Cougar Pride laces Bonnie’s words when talking rugby.

"“We had a very solid team this year. We had a great team the past few years and have been very successful.”"

Playing in the Division II Cascade Collegiate Women’s Rugby Conference, WSU marched through the 2013 campaign undefeated.

A closer look at their performance on the field reveals they dominated each and every opponent. “This past year I don’t think one team scored more than 10-points against us,” boasted Bonnie.

"“This year solidified that we are a talented program instead of a one-time deal.”"

Had Pac-12 Networks included a brief profile of WSU women’s rugby in their “Timelines” piece on the Cougs, it would have highlighted the team’s performance at Nationals.

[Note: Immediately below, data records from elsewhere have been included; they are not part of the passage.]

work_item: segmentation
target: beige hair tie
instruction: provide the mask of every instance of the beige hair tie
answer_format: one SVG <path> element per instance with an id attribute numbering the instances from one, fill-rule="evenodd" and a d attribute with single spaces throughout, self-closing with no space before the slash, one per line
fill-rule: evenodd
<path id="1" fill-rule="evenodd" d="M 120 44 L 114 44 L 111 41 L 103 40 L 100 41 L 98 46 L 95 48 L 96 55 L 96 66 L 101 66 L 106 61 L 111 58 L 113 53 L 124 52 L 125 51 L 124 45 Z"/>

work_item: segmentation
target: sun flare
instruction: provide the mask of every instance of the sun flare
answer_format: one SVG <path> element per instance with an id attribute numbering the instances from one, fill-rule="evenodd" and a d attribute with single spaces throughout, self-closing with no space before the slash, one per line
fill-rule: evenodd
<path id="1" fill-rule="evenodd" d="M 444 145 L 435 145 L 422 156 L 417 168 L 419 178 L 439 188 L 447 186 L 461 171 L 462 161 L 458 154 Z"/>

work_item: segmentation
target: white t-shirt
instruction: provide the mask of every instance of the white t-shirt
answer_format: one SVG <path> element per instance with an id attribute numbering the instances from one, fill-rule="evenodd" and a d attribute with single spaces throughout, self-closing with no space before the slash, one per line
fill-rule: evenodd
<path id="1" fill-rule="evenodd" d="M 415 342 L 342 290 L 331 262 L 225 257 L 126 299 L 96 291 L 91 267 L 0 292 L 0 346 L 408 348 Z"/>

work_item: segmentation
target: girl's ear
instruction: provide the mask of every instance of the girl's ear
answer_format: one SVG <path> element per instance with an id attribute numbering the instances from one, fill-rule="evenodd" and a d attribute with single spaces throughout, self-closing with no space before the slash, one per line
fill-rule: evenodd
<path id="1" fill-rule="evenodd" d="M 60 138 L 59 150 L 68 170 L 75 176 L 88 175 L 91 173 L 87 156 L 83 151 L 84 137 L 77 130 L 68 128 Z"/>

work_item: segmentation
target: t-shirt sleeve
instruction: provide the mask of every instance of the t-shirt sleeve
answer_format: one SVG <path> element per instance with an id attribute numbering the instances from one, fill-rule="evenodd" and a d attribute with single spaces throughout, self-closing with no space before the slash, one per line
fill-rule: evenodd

Washington State’s opening round opponent was Utah Valley University out of Orem, UT. The Cougs prevailed over the Wolverines by a final score of 61-10. Washington State defeated Cal State Northridge in the second round by the exact same score, 61-10.

Advancing to the Final Four, the Cougs first knocked off Buffalo with a shut out, 62-0. WSU then showed why they deserved to play for the national championship by dominating Winona State 60-5.

"“At the end of the season, we are in it to win, everybody is passionate about (winning the title). When we get on the field, (we believe) this is our family. We’re willing to do anything for each other.”"

Despite the fact women’s rugby has only been played at WSU in the past decade, the program is evolving at an unbelievable pace. Trust me, that isn’t hyperbole being tossed at you.

Here’s how the team has performed on the field recently:

  • 2009 – Third Place in Nationals
  • 2010 – National Champions
  • 2012 – Third Place in Nationals
  • 2013 – National Champions.

The current run might be even more impressive had the team placed in 2011. There’s good reason why the program skipped a beat that year. When it came time to make the trip to nationals there wasn’t funding available. That’s right. A lack of funding knocked the Cougs out of a run for the national championship rather than an opponent.

Bonnie suggested the 2011 team would have at least made it to the Final Four. No doubt about it.

Another significant fact Pac-12 Networks might have pointed out is the move for women’s rugby from Division II up to Division I play this coming season.

The foundation for a WSU dynasty is in place.

"“There’s love for the sport and love for the school,” reflected Bonnie. “I think we were much closer (as a team) than other schools and we were fortunate to have that.”"

Unlike the beginning of  last year when the head coach job was up in the air, the Cougs will have Conor Bollinger-Smith returning to lead the squad.

This coming season for WSU women’s rugby holds much promise as well as challenge.


Editor’s Note: Women’s rugby at WSU dates back to the 1980’s proving the point that this writer knows “a little something”. Very little.